Joelmir Beting
A maior invenção da Humanidade? Sem dúvida alguma, a eletricidade.
Alvin Toffler, ensaísta americano
Vamos pipocar?
Por absoluta falta de desconfiômetro cívico, distribuidoras de eletricidade articulam campanhas de um aumento incentivado do consumo doméstico da preciosa mercadoria. Uma delas, desperdiçando criatividade promocional e inteligência corporativa, avisou que vai doar à clientela extasiada saquinhos de pipoca para atiçar o uso maior do microondas.

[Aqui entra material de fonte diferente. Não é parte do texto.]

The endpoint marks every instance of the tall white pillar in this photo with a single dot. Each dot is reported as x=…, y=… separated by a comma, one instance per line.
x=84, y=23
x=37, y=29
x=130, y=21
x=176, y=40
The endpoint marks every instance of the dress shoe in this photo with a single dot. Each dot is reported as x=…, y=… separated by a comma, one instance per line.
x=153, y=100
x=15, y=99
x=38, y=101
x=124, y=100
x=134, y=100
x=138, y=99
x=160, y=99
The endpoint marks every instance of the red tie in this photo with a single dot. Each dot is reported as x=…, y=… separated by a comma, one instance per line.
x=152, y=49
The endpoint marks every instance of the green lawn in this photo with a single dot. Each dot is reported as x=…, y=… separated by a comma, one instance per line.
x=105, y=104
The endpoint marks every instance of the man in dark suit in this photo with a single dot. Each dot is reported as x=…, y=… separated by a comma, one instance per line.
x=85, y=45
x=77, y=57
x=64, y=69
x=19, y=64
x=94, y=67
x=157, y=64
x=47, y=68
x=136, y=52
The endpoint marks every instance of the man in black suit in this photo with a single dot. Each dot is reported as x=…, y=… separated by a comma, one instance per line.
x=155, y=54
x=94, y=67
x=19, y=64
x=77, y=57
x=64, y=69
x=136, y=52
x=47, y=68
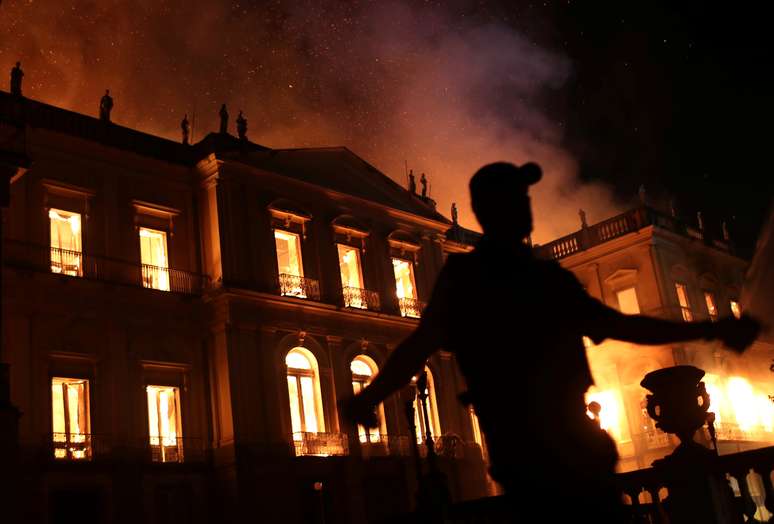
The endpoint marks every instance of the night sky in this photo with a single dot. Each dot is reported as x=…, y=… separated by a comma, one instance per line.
x=605, y=96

Obrigado pela dica. Não sabia que o microondas é um animal da espécie energívora, queimador de uma barbaridade de quilowatts. A ponto de justificar a distribuição em massa de saquinhos de pipoca. Faltou esclarecer, pipoca brasileira, americana ou paraguaia?

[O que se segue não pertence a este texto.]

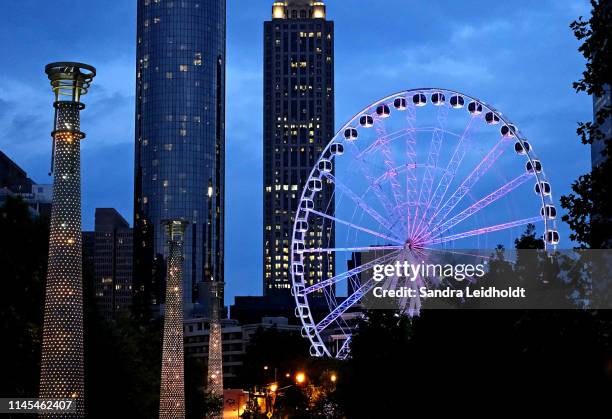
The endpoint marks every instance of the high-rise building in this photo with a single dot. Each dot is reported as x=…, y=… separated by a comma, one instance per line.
x=110, y=261
x=298, y=123
x=180, y=144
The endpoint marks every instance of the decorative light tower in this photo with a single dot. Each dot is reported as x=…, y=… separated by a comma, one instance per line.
x=172, y=394
x=215, y=348
x=62, y=366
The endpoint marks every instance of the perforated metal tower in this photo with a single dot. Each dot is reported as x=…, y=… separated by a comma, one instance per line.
x=172, y=394
x=215, y=346
x=62, y=366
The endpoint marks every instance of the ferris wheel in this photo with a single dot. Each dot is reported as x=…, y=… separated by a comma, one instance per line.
x=420, y=169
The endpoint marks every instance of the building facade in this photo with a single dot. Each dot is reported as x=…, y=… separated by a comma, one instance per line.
x=111, y=262
x=235, y=338
x=180, y=143
x=14, y=181
x=298, y=123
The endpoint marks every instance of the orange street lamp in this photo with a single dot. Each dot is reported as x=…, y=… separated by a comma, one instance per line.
x=300, y=377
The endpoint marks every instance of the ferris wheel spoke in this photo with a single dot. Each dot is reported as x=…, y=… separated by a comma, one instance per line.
x=481, y=169
x=396, y=189
x=477, y=206
x=437, y=137
x=356, y=227
x=350, y=249
x=449, y=174
x=350, y=273
x=362, y=204
x=455, y=252
x=484, y=230
x=411, y=161
x=376, y=188
x=345, y=348
x=382, y=141
x=345, y=305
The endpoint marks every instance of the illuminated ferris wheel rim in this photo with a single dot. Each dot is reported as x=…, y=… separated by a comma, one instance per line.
x=312, y=330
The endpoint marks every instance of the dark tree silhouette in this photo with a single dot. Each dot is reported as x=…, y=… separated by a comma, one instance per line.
x=589, y=205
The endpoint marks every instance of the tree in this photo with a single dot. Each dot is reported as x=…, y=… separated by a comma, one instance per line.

Pelo sim, pelo não, o bom São Pedro comunica a quem interessar possa que o tal de coeficiente de hidraulicidade dos nossos reservatórios entra em março pela cota supimpa de 54%. O que, para o Operador Nacional do Sistema Elétrico, que é do ramo, vale por uma reserva de segurança capaz de cobrir toda a travessia de 2002, sem racionamento. Amém.
A projeção oficial joga com duas hipóteses robustas: 1) a do uso racional continuado da energia pelas empresas e pelas famílias, segundo o figurino recortado pela catequese de choque de 2001; 2) a da ocorrência também das generosas águas de março fechando o verão, promessa de vida sem apagão.

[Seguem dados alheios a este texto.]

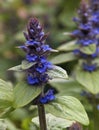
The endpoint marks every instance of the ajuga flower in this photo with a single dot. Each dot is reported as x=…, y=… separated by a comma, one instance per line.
x=86, y=36
x=36, y=52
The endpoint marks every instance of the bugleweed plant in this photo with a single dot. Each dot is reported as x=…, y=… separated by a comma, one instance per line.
x=61, y=111
x=85, y=51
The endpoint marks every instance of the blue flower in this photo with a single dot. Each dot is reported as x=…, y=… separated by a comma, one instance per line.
x=31, y=58
x=32, y=43
x=89, y=68
x=32, y=81
x=49, y=96
x=46, y=48
x=37, y=51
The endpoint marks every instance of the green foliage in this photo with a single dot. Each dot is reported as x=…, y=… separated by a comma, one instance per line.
x=53, y=122
x=69, y=108
x=6, y=94
x=62, y=58
x=67, y=87
x=89, y=80
x=90, y=49
x=57, y=72
x=24, y=93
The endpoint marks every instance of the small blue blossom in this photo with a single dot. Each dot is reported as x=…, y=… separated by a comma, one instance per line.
x=31, y=80
x=41, y=68
x=49, y=96
x=89, y=68
x=46, y=48
x=32, y=43
x=37, y=51
x=31, y=58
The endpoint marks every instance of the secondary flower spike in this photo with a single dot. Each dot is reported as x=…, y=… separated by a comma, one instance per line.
x=86, y=36
x=36, y=52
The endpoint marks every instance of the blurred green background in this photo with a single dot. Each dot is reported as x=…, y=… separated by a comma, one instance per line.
x=55, y=15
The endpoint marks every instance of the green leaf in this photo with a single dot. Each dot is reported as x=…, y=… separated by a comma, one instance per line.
x=3, y=125
x=69, y=46
x=27, y=65
x=64, y=57
x=24, y=93
x=90, y=49
x=6, y=94
x=90, y=80
x=53, y=122
x=68, y=107
x=57, y=72
x=67, y=87
x=16, y=68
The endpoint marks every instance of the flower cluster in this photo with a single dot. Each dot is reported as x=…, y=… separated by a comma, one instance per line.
x=36, y=52
x=94, y=6
x=86, y=36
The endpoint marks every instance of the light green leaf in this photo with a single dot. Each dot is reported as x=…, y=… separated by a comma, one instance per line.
x=6, y=94
x=90, y=80
x=53, y=122
x=64, y=57
x=57, y=72
x=3, y=125
x=90, y=49
x=27, y=65
x=24, y=93
x=16, y=68
x=68, y=107
x=69, y=46
x=67, y=87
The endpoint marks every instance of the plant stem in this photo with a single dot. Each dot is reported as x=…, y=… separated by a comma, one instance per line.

Até o Nordeste, quem diria, já está a um gole do eixo da curva guia, fixada em 47,8% da capacidade de armazenamento. A virada de jogo deu-se de 14,2%, em agosto, para 45,1%, na semana passada. O consumo de energia em toda a região está 7,3% abaixo das metas estabelecidas pelo racionamento ainda em vigor.
Curva guia? Trata-se de uma projeção de risco, a partir dos níveis de retenção dos reservatórios nacionais, com antevisão de até 24 meses. Essa curva guia funciona como piso de segurança para a oferta de energia de pico sem cortes. Ela foi calculada para 47,8% no Nordeste e para 52,8% no Sudeste e no Centro-Oeste.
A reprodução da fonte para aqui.